Included are Bose Aviation-grade electronic noise-cancelling headsets, microphones with two-way communication with the pilot, a pilot guide who is also a State of Hawaii Certified Tour Guide, an after-tour in-flight video preview at the heliport, and all fees and taxes.

Is the waterfall landing included?

The tour includes an exclusive landing at Laupāhoehoe Nui on the Kohala Coast, with time on the ground for a photo and video opportunity.

What should I wear and not bring?

Wear dark colored clothing so it does not reflect in photos. Hats, bags, large cameras, and extending selfie sticks are not permitted.

Is there a weight limit?

Yes. Total weight per passenger is listed as 240 lbs. Guests over 240 lbs require an adjacent empty seat for balance; the second seat charge is half off the regular tour price if arranged after booking.
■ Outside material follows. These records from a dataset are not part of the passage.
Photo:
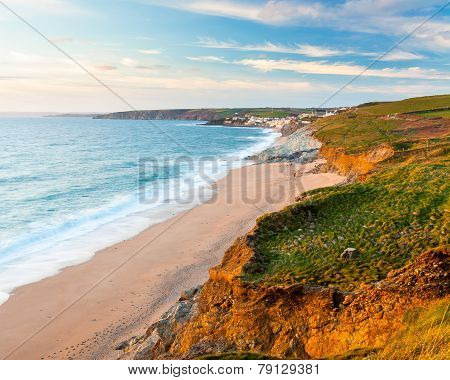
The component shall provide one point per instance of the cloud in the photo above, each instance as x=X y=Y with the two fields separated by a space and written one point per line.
x=150 y=51
x=152 y=67
x=387 y=17
x=207 y=59
x=401 y=55
x=47 y=6
x=106 y=67
x=129 y=62
x=325 y=68
x=270 y=47
x=271 y=12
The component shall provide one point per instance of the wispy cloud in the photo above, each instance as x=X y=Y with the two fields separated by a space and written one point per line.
x=325 y=68
x=387 y=17
x=150 y=51
x=402 y=55
x=129 y=62
x=209 y=58
x=106 y=67
x=65 y=7
x=270 y=47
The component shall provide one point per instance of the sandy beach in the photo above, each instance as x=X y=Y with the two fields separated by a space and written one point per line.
x=86 y=310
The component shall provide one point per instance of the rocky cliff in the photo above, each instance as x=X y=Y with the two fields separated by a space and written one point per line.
x=300 y=147
x=297 y=321
x=177 y=114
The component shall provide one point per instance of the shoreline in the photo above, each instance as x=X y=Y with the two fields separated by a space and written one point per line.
x=46 y=262
x=136 y=294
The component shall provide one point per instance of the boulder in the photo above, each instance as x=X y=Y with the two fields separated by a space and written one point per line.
x=349 y=253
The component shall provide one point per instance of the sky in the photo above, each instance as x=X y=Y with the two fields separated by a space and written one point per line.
x=160 y=54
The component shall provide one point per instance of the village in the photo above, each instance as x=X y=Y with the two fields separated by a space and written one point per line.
x=304 y=118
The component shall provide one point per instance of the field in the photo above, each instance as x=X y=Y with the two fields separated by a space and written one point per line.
x=364 y=128
x=389 y=219
x=408 y=105
x=396 y=214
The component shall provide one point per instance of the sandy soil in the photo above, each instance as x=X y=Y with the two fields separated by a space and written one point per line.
x=85 y=310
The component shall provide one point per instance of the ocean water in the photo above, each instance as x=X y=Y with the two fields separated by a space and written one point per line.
x=72 y=186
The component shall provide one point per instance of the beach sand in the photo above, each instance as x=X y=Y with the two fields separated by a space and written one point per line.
x=86 y=310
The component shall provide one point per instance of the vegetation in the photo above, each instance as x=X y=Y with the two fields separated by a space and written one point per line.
x=366 y=127
x=408 y=105
x=445 y=113
x=425 y=337
x=259 y=112
x=393 y=216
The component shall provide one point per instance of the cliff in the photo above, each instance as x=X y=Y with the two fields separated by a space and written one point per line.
x=354 y=271
x=206 y=114
x=177 y=114
x=292 y=321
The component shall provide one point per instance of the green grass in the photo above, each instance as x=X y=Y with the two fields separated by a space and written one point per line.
x=359 y=130
x=438 y=113
x=408 y=105
x=390 y=218
x=357 y=133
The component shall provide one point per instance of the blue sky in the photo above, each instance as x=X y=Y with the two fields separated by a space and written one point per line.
x=203 y=53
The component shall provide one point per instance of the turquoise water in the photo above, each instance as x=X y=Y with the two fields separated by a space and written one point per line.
x=72 y=186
Can I buy the in-flight video or photo package?

Optional USB in-flight video and photo packages are available after the flight for purchase.

What’s the check-in time?

Check in is 1 hour prior to the tour time for weight check, safety briefing, and seating so the departure stays on schedule.

Is there free cancellation?

Yes, you can cancel up to 24 hours in advance for a full refund. If it’s canceled due to poor weather, you’ll be offered a different date or a full refund.